The setup above initializes a cluster with 0 nodes.  No jobs are submitted to the PBS queue, yet.  However, once we submit jobs to the PBS queue (with the `scale` command), each job will contain 9 processes (or workers) and 4 cores-per-process (for 36 cores total, or a full Cheyenne node) for 1 hour.

### Scaling up your cluster

Now that we have the cluster, and we have the SSH tunnel open to the dashboard, we can request some workers using the `scale` command of the cluster.

In [None]:
cluster.scale(1)

In [None]:
client

If you rerun the `client` command above, you will eventually notice the number of worker rise to 36 (and the number of cores rise to 144).  By submitted 4 PBS jobs to the queue, we eventually launched 36 Dask workers, with each worker having 4 cores.

### Dashboard

In the above output (of the `client` object), we see the number of workers and the total number of cores in the cluster.  Initially, we see 0 workers (and 0 cores, obviously).  Eventually, when your PBS jobs start, you should see 36 workers (144 cores).

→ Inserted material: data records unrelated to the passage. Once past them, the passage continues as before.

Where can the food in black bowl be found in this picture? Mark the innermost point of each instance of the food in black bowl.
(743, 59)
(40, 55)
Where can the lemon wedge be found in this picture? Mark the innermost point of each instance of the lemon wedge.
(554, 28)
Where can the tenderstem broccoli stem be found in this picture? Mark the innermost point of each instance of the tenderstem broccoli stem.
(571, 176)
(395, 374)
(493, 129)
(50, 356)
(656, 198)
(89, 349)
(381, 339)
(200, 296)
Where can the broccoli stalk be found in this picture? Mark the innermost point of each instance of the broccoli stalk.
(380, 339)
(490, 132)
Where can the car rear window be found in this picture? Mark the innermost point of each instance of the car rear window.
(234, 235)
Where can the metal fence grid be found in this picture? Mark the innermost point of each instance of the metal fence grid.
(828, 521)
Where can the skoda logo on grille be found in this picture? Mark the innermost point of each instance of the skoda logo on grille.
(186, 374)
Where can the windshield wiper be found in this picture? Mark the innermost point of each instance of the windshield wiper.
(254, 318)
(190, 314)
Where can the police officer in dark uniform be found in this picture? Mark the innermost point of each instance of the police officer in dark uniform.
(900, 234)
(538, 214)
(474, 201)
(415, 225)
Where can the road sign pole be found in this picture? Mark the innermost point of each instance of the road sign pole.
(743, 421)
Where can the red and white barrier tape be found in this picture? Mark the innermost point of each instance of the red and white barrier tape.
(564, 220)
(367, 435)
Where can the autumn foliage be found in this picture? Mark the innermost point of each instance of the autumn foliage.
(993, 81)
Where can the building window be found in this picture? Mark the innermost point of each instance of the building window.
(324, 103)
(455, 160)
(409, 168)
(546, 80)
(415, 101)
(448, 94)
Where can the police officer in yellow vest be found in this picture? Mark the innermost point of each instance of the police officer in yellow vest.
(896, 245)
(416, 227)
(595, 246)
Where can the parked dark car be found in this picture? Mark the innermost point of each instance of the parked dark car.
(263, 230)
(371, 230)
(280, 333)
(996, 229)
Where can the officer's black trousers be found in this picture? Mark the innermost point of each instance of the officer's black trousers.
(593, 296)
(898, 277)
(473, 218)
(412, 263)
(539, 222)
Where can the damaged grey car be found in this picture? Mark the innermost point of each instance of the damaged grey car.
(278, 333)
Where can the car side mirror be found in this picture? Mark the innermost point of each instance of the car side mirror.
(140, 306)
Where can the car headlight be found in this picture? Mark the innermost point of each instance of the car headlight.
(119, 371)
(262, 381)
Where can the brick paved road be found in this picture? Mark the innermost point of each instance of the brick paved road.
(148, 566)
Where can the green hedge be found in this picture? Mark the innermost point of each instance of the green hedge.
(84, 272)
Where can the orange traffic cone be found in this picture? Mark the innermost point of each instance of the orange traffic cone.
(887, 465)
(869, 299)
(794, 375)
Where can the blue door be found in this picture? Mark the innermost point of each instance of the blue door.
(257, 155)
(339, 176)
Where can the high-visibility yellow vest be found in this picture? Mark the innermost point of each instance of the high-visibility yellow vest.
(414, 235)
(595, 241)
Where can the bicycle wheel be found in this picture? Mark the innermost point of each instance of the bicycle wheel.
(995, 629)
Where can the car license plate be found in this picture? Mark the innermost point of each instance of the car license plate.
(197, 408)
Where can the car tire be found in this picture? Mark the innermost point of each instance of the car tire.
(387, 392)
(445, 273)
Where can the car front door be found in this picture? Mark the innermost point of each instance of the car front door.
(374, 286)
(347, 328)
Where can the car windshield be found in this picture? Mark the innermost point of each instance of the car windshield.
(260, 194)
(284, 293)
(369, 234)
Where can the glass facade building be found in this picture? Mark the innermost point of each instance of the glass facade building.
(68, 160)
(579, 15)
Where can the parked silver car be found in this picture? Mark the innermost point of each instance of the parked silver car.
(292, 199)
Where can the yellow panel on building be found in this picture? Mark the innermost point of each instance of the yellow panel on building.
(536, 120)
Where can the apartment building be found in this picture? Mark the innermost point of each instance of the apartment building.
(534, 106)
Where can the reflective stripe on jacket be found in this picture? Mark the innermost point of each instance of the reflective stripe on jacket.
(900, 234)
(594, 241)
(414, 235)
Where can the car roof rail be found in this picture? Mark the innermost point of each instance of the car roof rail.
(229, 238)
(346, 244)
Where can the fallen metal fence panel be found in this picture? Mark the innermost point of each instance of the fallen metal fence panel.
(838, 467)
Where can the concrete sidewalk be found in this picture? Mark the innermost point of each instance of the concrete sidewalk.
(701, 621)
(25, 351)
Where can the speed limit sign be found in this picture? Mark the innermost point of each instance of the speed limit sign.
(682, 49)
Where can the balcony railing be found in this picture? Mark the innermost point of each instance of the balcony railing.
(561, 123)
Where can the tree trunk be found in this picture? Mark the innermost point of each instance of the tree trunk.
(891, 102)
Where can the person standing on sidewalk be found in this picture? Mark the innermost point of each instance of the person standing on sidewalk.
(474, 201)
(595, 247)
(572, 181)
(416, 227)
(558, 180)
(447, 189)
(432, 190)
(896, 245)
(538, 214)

We also see a pointer to the Dashboard.  Unfortunately, because we are accessing this cluster via an SSH tunnel, we cannot click this link and be taken to the Dashboard directly.  Instead, we have to note the Dashboard port number (probably 8787) and create *another* SSH tunnel to redirect that port to our browser.

In a termal, do that now.  It should look exactly like the other SSH tunnel command, but with the port numbers changed to match the port of the above link.  Then, open up another browser tab with *localhost:port*.

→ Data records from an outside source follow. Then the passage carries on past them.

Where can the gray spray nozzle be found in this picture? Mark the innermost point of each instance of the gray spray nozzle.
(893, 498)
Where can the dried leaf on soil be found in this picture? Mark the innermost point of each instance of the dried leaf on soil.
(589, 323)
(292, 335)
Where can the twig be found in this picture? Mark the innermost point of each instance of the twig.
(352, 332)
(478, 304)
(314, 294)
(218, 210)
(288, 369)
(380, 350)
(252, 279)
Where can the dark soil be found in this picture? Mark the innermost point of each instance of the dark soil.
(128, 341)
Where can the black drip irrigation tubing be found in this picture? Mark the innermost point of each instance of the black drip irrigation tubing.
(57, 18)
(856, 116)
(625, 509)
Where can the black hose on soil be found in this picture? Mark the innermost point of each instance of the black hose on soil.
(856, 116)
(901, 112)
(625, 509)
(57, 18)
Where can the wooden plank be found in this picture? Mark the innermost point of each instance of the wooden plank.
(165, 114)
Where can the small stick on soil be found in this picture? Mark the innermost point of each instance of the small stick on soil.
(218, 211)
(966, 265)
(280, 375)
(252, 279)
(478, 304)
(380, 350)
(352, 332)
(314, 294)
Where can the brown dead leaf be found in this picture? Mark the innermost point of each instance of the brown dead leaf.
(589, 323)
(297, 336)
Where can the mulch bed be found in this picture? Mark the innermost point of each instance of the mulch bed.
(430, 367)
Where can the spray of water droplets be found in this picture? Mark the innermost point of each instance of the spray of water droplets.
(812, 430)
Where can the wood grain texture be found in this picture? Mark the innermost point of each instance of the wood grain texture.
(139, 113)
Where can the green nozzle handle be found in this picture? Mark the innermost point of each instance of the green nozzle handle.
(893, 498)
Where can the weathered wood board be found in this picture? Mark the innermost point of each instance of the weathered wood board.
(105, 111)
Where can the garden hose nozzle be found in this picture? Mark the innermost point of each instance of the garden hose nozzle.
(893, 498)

## Example: *Sea Surface Altimetry Data Analysis*

In [3]:
import numpy as np
import xarray as xr
import matplotlib.pyplot as plt
import cartopy.crs as ccrs
plt.rcParams['figure.figsize'] = (15,10)
%matplotlib inline

In [None]:
lens_ocn_ssh_daily_rcp85 = '/glade/p_old/cesmLE/CESM-CAM5-BGC-LE/ocn/proc/tseries/daily/SSH_2/b.e11.BRCP85C5CNBDRD.f09_g16.*.pop.h.nday1.SSH_2.20060102-20801231.nc'

In [None]:
ds = xr.open_mfdataset(lens_ocn_ssh_daily_rcp85, decode_times=False, chunks={'time':100})

In [None]:
ds

### Examine Metadata
For those unfamiliar with this dataset, the variable metadata is very helpful for understanding what the variables actually represent

In [None]:
for v in sorted(ds.data_vars):
    print('{:>20}: {}'.format(v, ds[v].attrs.get('long_name', '????????????????????????????????????')))

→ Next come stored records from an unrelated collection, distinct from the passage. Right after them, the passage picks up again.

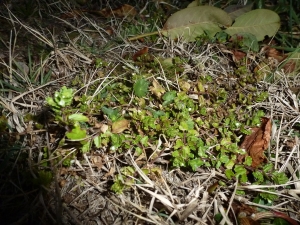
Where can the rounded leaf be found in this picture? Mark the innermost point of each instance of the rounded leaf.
(192, 22)
(259, 22)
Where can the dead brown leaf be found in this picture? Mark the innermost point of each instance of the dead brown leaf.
(139, 53)
(256, 143)
(123, 11)
(238, 55)
(120, 126)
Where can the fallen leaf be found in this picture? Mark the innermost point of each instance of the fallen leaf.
(119, 126)
(139, 53)
(97, 161)
(195, 21)
(256, 143)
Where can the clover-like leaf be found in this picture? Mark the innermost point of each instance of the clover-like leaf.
(141, 87)
(119, 126)
(76, 133)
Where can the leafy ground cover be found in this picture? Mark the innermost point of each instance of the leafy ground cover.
(126, 113)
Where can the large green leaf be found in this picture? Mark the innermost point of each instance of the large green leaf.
(237, 10)
(259, 22)
(195, 21)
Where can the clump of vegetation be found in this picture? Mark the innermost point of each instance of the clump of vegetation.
(161, 122)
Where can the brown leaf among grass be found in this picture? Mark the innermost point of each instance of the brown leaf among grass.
(123, 11)
(119, 126)
(256, 143)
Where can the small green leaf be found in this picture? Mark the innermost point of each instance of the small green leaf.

### Look a little deeper at the Sea Surface Height (SSH) Variable

In [None]:
type(ds.SSH_2)

In [None]:
type(ds.SSH_2.data)

In [None]:
ds.SSH_2.data.dtype

In [None]:
ds.SSH_2.data.numblocks

In [None]:
ds.SSH_2.data.visualize()

### Visually Examine Some of the Data
Let's do a sanity check that the sea surface height (SSH) data looks reasonable:

In [None]:
ds.SSH_2.sel(time=897.0, method='nearest').plot()

### How big is the dataset?

In [None]:
print(ds.nbytes / 2**40, 'TB')

In [None]:
print(ds.SSH_2.nbytes / 2**20, 'MB')

### Timeseries of Global Mean Sea Level
Here we make a simple yet fundamental calculation: the rate of increase of global mean sea level over the observational period.

In [None]:
ssh_timeseries = ds.SSH_2.mean(dim=('nlat', 'nlon')).load()

In [None]:
ssh_rolling_annual_mean = ssh_timeseries.rolling(time=365, center=True).mean()

In [None]:
ssh_timeseries.plot(label='full data')
ssh_rolling_annual_mean.plot(label='rolling annual mean')
plt.legend()
plt.grid()

### Sea Level Variability
We can examine the natural variability in sea level by looking at its standard deviation in time.

In [None]:
ssh_std = ds.SSH_2.std(dim='time').load()

In [None]:
ssh_std.plot()

In [None]:
ax = plt.axes(projection=ccrs.PlateCarree())
ssh_std.plot.contourf(ax=ax, transform=ccrs.PlateCarree())
ax.set_global()
ax.coastlines()